In general, there is just a slightly obervable difference compared to the wild-type at 4500 ps and about 8000 ps in the amount of hydrogen bonds.
Ramachandran (phi/psi) plot
The Ramachandran plot visulizes the phi and psi angles of the amino acid back bone. To get a plot of the hfe protein, we used the command:
g_rama -f traj_nojump.xtc -s 282a_md.tpr -o xvg/ramachandran.xvg
We can observe a lot of angle combinations (Figure 2.25) which are not part of the standard ramachandran plot (Figure 2.26). Specialy in the positive phi range. Most residues are part of beta-sheets and alpha helices. Also, the HFE protein contains, according to Figure 2.25, many left handed alpha helices. Interessting is, that the large clusters do not spread out that much as in the case of the wild-type. We would call this plot more regular.

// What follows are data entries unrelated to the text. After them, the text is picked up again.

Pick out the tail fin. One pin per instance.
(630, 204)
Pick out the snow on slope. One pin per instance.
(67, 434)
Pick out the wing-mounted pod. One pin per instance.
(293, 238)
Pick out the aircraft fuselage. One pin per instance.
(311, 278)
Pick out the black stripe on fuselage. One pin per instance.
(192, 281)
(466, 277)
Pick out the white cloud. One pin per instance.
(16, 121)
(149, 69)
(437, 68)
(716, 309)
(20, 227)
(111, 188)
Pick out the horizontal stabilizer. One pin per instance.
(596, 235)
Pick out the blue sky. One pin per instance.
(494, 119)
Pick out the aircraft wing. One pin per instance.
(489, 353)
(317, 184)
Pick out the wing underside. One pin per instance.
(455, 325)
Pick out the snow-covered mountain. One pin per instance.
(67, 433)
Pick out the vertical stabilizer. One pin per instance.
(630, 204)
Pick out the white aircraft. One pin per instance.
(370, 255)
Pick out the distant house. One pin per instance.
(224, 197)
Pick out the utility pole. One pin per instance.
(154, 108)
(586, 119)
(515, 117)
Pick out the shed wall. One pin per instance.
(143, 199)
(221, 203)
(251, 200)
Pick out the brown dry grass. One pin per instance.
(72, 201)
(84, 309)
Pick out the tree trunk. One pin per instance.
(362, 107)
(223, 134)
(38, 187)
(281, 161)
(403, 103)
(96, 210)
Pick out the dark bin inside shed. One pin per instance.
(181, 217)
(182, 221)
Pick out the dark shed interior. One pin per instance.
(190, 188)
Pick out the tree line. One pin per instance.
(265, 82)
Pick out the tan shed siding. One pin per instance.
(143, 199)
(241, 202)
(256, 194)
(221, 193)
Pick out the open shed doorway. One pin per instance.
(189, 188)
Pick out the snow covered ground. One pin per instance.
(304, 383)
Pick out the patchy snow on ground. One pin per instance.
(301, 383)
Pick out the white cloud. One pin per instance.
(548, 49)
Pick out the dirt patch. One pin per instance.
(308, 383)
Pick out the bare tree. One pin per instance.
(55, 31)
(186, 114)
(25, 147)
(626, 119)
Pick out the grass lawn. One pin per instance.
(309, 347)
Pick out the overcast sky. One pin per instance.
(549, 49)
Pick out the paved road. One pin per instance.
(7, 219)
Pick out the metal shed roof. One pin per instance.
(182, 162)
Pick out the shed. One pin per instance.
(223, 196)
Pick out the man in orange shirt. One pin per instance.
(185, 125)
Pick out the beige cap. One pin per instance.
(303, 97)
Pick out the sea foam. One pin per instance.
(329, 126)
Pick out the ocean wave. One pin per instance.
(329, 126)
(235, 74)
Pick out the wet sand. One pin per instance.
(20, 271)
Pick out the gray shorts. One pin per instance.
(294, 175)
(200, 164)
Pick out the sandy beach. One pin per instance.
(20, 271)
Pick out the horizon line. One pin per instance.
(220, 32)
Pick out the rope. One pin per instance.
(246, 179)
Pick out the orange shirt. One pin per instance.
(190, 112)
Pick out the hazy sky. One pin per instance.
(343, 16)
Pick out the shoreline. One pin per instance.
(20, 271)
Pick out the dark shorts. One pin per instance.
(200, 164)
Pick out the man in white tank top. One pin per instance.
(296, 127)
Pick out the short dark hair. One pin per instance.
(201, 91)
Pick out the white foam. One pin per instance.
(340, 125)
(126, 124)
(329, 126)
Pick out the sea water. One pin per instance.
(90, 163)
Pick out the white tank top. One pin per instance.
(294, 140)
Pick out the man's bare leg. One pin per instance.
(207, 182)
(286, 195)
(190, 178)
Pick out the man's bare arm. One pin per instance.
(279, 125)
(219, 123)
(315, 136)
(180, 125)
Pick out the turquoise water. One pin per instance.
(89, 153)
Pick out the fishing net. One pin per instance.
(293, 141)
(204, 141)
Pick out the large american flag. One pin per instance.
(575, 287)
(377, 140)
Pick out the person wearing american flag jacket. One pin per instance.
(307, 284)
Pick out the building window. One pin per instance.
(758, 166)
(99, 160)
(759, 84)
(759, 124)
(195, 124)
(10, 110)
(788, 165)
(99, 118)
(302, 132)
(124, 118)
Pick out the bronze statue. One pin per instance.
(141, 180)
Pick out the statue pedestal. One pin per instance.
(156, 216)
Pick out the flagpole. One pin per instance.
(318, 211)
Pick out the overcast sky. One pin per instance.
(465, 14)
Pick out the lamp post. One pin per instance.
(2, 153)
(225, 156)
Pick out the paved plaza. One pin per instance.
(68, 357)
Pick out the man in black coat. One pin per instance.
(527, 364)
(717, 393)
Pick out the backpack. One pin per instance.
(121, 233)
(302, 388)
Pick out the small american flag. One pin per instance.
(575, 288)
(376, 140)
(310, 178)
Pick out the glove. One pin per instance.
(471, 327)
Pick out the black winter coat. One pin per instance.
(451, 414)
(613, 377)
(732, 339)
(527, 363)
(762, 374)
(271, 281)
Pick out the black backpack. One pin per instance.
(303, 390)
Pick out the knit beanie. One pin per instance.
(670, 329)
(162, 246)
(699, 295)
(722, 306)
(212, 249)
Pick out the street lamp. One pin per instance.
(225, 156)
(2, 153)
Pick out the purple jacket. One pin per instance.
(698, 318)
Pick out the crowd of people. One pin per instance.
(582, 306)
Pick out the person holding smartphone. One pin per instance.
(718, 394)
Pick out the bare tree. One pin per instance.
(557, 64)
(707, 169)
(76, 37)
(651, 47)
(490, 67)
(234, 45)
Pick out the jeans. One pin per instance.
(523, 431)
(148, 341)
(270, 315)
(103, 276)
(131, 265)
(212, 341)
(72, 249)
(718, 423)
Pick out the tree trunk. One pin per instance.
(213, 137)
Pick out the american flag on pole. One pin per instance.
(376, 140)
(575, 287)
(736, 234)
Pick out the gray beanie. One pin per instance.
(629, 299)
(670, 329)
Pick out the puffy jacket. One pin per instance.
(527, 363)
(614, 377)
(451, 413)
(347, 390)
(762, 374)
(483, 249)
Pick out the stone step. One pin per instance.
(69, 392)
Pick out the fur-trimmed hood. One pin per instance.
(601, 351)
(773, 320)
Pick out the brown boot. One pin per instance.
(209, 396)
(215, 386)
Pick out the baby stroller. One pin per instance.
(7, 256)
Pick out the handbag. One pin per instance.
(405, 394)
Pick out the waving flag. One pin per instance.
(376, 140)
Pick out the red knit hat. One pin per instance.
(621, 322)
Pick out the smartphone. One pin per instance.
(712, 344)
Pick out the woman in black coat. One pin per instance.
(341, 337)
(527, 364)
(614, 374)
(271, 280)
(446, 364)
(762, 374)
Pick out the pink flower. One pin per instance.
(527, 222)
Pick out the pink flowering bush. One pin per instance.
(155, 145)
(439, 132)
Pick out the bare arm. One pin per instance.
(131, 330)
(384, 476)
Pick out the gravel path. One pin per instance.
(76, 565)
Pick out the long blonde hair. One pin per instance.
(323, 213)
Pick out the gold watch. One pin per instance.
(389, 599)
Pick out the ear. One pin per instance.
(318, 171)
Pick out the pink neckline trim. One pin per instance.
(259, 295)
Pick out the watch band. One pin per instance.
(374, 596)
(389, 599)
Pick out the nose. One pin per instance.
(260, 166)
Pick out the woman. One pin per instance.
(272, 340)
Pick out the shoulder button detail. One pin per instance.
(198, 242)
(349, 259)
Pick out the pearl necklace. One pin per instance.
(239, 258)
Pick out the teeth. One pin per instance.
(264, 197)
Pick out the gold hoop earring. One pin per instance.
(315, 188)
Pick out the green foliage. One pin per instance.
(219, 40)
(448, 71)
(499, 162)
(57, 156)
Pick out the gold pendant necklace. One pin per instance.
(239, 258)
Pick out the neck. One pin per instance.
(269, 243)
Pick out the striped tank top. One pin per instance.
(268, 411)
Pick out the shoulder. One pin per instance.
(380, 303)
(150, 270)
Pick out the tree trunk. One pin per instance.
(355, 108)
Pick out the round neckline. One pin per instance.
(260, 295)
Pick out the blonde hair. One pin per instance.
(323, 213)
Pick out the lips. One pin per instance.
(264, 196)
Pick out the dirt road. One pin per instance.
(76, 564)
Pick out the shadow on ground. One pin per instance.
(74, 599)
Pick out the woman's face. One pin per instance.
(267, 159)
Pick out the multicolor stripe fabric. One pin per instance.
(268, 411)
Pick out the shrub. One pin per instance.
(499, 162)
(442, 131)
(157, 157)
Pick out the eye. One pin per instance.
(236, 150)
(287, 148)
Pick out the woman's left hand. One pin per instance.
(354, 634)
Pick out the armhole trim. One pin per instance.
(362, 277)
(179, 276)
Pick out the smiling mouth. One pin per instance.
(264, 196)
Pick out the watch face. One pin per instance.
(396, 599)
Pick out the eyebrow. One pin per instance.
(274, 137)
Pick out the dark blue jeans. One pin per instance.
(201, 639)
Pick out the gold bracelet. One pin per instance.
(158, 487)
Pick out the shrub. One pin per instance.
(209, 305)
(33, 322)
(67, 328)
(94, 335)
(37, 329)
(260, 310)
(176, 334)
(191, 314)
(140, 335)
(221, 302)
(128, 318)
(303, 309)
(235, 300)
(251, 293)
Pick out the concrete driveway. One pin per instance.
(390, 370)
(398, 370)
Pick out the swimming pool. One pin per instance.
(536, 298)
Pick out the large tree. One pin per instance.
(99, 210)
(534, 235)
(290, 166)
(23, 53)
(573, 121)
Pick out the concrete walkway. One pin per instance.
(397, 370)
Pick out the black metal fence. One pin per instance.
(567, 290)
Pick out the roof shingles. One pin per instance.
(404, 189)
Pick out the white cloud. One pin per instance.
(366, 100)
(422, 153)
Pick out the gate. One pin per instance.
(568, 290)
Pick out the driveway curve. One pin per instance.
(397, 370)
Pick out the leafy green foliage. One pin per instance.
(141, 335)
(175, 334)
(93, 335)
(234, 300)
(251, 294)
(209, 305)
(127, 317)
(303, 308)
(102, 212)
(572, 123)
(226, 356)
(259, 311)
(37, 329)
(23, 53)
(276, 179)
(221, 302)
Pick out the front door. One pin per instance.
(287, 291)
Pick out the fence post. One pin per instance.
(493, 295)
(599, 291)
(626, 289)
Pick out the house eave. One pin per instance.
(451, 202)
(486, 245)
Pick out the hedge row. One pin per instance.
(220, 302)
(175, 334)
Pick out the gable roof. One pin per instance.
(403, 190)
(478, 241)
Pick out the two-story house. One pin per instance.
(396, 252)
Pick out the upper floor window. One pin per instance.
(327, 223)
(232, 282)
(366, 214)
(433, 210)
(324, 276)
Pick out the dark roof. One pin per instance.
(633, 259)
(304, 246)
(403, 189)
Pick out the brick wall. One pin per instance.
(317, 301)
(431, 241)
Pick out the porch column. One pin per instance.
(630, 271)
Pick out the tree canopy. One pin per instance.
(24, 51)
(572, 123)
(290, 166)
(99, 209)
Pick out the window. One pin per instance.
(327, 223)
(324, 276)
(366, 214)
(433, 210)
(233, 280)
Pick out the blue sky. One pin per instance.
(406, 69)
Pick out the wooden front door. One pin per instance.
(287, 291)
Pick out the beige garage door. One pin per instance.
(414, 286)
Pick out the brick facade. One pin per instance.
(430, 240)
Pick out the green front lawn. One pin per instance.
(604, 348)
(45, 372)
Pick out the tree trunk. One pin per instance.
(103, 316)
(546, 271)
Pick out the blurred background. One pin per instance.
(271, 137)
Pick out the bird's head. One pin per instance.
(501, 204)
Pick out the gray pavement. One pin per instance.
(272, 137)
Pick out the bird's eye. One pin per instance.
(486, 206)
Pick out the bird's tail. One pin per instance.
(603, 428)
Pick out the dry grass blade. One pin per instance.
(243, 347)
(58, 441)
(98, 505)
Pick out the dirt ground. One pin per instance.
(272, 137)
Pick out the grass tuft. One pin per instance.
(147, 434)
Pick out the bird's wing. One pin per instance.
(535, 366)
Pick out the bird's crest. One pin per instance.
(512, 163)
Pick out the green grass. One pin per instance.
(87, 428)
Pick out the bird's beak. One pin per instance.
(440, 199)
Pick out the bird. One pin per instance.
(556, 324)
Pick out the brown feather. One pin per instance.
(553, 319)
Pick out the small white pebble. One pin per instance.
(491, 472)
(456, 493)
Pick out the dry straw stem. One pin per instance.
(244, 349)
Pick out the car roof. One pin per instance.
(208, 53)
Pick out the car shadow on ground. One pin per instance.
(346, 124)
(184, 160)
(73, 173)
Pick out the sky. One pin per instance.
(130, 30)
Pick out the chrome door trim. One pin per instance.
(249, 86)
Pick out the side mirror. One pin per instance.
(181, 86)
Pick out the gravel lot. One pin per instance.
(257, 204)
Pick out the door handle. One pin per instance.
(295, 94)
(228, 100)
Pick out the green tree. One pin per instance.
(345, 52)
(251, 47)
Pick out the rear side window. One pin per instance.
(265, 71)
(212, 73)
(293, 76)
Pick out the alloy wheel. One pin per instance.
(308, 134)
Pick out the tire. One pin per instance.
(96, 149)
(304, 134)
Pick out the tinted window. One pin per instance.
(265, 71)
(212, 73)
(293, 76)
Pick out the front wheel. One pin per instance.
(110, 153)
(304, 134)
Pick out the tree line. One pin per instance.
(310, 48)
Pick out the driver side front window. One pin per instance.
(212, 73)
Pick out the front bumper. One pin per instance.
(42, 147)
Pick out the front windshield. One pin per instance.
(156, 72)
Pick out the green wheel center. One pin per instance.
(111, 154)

Analysis of dynamics and time-averaged properties
Root mean square deviations again
g_rms -s 282a_md.tpr -f traj_nojump.xtc -f2 traj_nojump.xtc -m rmsd-matrix.xpm -dt 10
xpm2ps -f rmsd-matrix.xpm -o rmsd-matrix.eps -rainbow blue
Figure 2.27 shows the rmsd over time, we see a stronger decrease of the rmsd over time in both dimensions as in the case of the wild-type. This probably mean, the mutated structure reaches the equillibrium faster than the wild type.
Cluster analysis
Here we analysed cluster distribution and the size of the clusters. We used the command:
echo 6 6 | g_cluster -s 282a_md.tpr -f traj_nojump.xtc -dm rmsd-matrix.xpm -dist xvg/rmsd_disstribution.xvg -o clusters.xpm -sz xvg/cluster_sizes.xvg -tr cluster_transitions.xpm -ntr xvg/cluster_transitions.xvg -clid xvg/cluster_id_over_time.xvg -cl clusters.pdb -cutoff 0.1 -method gromos -dt 10
575 clusters were found by g_cluster
. The most clusters consists of just one structure. Just 1 clusters constits of 6 structures (Figure 2.28). The RMSD distribution shown in Figure 2.29 shows that the most structures have an RMSD larger than 0.2. This indicates that the flexibility is not affected by the mutation.
Distance RMSD
To get the dRMSD, we used the command:
g_rmsdist -s 282a_md.tpr -f traj_nojump.xtc -o xvg/distance_rmsd.xvg
Figure 2.30 shows the same behavior as Figure 2.15. Also no convergence is observable. But, the dRMSD is not so spiky. The peaks about 1500 ps, 5000 ps and 7000 ps are not that high. So, Figure 2.30 is a smoother version of the data shown in Figure 2.15.
Mutation 8b [C282S]
First of all, we checked the resulting file with gmxcheck
.
- gmxcheck -f 282b_md.tpr.xtc
Result
Reading frame 0 time 0.000 # Atoms 68600 Precision 0.001 (nm) Last frame 2000 time 10000.000 Item #frames Timestep (ps) Step 2001 5 Time 2001 5 Lambda 0 Coords 2001 5 Velocities 0 Forces 0 Box 2001 5
The Simulation toked 11h37:37 ans the simulation speed was 20.641 ns/day. So, to reach 1 second of simulation, we had to wait around 132996.409 years. But this is a bit to long for this Project, so we just used the results we got. The potential energy was fluctuating about -9.19215e+05 kJ/mol with a range of about 0.15e+04 kJ/mol. These information are given in the different log-files provided by the simulation. To create the pdb file for the visualization, we used the command trjconv -s 282b_md.tpr -f 282b_md.tpr.xtc -o protein.pdb -pbc nojump -dt 10
.
To create the images, we saved each frame in PyMol as an image, which we converted into gif format by for file in *.png; do convert "$file" "$(basename $file .png).gif"; done
. Than we were able to use gifsicle to create an animated gif with the command gifsicle *.gif -loop
.
As one can see in Figure 3.1 and Figure 3.2, we have mostly a motion in space. The motion within the protein, like it is shown by the normal mode analysis is not identifiable. There is no movement of the beta-sheet or helical region against each other.
Quality assurance
For the quality assurance, we checked the convergence of different relevant parameters like the temperature, pressure or density. If they reach a thermal equilibrium, we can be sure our simulation has not to be extended any further.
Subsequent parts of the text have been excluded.